The city already has five enterprise zones and a revitalization zone. Businesses in the zones receive state tax credits for the purchase of machinery and equipment, construction costs and the hiring of workers who live within the zones. Also, banks and other lenders who gives loans to businesses within the zones receive deductions on interest they are paid.

Steve MacDonald, director of L.A.’s Business Team, a section of the mayor’s office devoted to L.A. business retention and attraction, acknowledged that letting business owners know what benefits are available to them has been a challenge over the years.

“I think in general the companies tend to be confused about the different programs out there, and that’s why we on the Business Team try to work with them on it,” MacDonald said.

In existing empowerment zones, businesses receive up to $3,000 a year in federal tax credits for each employee who lives and works within the zone. The credits apply to existing employees as well as new hires, so many companies received tax breaks as soon as the zone was put in place.

The credit as with the worker tax credit in the state zones is given to encourage companies within the empowerment zones to employ workers living in the region’s most impoverished communities.

In addition, businesses are able to write off the purchase of new equipment up to a value of $37,500 a year in the first year the equipment was bought, rather than over the normal five-year period.

Also in existing empowerment zones, tax-exempt bonds were available for manufacturers and commercial developers up to $3 million a project, and up to $20 million per business. The bonds have been used scantily in other zones because of complex employment requirements, but those problems are expected to be ironed out by the time L.A. gets its empowerment zone.

In 1994, federal officials stunned local officials by turning down the city of L.A.’s application for one of six original empowerment zones, which brought business tax credits, federal grants and other incentives to other cities even though it was L.A.’s 1992 riots that were the inspiration for empowerment zones.

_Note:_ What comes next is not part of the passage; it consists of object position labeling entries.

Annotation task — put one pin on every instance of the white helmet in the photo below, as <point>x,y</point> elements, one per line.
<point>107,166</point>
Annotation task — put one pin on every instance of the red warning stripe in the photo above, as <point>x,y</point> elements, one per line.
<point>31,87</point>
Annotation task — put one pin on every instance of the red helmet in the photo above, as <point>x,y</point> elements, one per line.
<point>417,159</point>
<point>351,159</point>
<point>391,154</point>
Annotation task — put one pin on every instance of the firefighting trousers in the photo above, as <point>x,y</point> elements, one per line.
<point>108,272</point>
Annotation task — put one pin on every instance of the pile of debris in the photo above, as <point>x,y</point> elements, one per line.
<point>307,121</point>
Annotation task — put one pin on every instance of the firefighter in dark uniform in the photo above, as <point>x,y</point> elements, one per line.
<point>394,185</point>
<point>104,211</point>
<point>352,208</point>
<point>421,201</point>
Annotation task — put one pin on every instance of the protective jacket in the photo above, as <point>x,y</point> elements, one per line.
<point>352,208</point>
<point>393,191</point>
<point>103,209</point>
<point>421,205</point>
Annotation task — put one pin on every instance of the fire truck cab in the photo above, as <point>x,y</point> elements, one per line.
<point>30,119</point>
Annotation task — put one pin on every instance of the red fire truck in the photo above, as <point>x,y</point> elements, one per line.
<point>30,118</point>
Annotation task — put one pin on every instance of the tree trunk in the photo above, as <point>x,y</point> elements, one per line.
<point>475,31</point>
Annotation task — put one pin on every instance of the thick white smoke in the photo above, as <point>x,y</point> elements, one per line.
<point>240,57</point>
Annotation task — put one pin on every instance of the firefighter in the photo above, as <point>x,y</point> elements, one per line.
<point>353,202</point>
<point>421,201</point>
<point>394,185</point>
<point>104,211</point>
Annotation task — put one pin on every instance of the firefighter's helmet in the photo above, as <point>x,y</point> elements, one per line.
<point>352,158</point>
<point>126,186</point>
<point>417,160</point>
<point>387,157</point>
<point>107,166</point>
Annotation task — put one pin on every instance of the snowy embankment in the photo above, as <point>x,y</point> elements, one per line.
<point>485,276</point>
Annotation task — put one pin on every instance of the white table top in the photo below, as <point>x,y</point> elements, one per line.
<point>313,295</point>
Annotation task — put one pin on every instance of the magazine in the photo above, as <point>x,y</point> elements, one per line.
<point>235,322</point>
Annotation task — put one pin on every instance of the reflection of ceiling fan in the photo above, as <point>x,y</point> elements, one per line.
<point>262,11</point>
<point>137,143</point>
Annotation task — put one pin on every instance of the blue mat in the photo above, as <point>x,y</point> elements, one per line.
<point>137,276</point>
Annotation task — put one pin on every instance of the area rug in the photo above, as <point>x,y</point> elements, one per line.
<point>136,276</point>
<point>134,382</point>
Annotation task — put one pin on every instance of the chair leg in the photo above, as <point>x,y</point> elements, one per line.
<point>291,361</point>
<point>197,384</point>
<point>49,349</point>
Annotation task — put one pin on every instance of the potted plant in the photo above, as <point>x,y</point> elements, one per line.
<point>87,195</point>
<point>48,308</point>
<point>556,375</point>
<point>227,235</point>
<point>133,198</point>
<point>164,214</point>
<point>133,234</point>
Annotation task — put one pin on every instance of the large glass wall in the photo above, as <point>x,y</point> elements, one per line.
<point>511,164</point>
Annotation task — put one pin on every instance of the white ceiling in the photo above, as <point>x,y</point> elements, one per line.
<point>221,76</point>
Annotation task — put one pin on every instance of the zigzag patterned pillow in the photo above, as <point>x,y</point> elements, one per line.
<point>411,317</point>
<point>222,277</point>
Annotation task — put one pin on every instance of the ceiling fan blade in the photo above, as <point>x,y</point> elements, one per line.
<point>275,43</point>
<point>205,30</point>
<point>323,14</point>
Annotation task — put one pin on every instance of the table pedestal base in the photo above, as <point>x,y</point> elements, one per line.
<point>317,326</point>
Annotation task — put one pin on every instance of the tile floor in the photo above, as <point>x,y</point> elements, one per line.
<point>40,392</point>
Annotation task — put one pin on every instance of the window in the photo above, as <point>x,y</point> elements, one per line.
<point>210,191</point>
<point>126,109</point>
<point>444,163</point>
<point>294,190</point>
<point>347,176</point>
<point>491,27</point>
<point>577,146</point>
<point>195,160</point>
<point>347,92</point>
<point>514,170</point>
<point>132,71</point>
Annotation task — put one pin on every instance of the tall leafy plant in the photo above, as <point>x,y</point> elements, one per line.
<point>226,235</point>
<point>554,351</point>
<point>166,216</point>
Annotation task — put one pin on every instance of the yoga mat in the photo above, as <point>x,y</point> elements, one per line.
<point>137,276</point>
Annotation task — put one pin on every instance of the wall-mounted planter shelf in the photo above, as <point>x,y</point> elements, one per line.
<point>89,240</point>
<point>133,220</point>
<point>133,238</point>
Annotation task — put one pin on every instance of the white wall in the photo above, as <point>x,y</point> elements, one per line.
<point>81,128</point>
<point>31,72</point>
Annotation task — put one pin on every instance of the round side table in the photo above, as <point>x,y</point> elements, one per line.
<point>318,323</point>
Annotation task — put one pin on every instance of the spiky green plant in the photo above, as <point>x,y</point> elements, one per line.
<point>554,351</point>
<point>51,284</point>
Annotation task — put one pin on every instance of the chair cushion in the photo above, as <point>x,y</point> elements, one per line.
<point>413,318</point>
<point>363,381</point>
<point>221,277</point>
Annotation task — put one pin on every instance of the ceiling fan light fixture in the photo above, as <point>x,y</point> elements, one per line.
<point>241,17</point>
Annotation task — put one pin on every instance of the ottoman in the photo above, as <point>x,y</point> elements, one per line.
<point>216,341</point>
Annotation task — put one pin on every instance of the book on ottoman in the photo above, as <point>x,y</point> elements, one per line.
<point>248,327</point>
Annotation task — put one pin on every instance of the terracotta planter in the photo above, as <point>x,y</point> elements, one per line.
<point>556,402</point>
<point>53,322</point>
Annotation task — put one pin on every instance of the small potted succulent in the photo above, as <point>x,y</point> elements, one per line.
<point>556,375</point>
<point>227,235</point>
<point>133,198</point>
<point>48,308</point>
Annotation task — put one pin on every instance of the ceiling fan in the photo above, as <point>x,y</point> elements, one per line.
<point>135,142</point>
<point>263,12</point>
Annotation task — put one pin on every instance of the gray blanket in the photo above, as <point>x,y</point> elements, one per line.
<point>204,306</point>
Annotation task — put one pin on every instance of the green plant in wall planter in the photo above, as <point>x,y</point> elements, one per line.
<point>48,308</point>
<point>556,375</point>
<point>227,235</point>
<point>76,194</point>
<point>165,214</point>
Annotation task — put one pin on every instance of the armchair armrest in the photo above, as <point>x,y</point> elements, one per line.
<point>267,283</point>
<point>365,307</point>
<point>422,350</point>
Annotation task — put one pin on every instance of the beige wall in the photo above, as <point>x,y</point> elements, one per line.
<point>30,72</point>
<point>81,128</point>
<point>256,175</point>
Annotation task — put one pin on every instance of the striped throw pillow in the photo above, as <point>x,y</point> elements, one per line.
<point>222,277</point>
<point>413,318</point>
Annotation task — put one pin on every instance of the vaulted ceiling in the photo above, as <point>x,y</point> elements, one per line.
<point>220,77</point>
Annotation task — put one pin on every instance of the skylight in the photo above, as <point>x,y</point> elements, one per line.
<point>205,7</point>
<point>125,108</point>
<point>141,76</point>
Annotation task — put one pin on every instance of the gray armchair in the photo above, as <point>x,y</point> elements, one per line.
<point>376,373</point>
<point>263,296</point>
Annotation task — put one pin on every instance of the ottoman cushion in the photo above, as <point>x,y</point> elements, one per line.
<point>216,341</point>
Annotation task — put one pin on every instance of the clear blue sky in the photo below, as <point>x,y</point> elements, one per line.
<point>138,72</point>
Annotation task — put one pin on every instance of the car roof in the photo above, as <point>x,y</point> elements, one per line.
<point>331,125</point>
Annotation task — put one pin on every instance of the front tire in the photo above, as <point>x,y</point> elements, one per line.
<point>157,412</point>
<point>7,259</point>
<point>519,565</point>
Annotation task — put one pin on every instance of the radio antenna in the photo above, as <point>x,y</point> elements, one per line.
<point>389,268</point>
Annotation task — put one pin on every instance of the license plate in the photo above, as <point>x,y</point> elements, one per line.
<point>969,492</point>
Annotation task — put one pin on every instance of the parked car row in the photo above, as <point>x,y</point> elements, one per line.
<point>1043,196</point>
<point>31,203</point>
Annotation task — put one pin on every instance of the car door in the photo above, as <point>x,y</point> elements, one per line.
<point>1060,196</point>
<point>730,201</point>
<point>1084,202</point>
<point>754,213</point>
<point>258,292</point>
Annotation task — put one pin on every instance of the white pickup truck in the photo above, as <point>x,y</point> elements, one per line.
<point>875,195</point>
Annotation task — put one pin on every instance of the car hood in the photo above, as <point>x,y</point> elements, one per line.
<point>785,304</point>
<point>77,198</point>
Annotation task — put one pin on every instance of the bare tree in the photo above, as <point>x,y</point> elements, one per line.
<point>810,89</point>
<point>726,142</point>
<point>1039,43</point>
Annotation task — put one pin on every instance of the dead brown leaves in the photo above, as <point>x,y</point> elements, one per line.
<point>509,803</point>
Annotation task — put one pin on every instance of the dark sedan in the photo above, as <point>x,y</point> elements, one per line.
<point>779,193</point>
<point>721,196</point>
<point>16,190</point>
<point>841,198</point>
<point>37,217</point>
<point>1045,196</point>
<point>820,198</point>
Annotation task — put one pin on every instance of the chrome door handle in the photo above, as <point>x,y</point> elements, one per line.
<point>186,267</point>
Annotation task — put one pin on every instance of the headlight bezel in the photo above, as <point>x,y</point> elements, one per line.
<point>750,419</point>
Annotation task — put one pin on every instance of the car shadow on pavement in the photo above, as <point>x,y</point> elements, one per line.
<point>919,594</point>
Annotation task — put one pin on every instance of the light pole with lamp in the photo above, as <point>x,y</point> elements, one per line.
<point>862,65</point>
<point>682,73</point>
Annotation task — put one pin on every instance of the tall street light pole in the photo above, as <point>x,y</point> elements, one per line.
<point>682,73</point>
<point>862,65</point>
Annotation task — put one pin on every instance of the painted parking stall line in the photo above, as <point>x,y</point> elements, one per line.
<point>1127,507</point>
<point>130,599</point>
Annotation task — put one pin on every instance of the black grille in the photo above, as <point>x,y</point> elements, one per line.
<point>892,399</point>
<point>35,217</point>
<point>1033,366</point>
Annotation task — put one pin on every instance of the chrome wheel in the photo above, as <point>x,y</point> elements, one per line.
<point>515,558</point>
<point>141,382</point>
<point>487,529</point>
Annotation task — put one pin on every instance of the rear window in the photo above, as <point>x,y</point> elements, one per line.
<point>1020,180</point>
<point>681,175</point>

As a consolation prize, the city in 1995 was given a $450 million federal grant to form the Los Angeles Community Development Bank, which offers loans to businesses in impoverished parts of L.A.

City officials expect confirmation within the next six months that Los Angeles will be home to one of 20 new empowerment zones as part of the recently approved federal budget.

“The presumption is that it will be in Los Angeles,” said Jim Seeley, the city’s federal legislative representative.

The proposed 19.3-square-mile empowerment zone, the same zone that was proposed in 1994, encompasses much of East L.A., Pacoima, South L.A. and Watts.

Seeley said the hardest and most important part of receiving the designation will be promoting the zone to L.A. businesses.

“We’re going to have some work cut out for us to tell them they’re in the empowerment zone,” Seeley said. “It’s a real challenge.”

But, he added, the designation will be good for such business promoters as L.A.’s Business Team.

“This just adds another arrow in their quiver,” Seeley said.

Jack Kyser, chief economist with the Economic Development Corp. of L.A. County, said that the region’s existing zones that give businesses breaks in their taxes the state revitalization and enterprise zones have been useful, but underutilized because of insufficient marketing.

“So a good question is how we are going to approach the empowerment zone and how we are going to staff it, because these things become much more labor-intensive,” Kyser said. “But this could be a good opportunity for us.”

Larry Kosmont, president of Kosmont & Associates Inc., which produces an annual report on the cost of doing business in cities throughout the state, agreed that the problem in promoting zones in the past has been “the lack of clear explanation.”

But he added that the Business Team and others have done a better job in recent years of promoting them, and that each new tax-break program is a plus for the city.

“As long as someone is around there on the private and public side to walk these people through the process, I think they accrue to everyone’s benefit,” he said.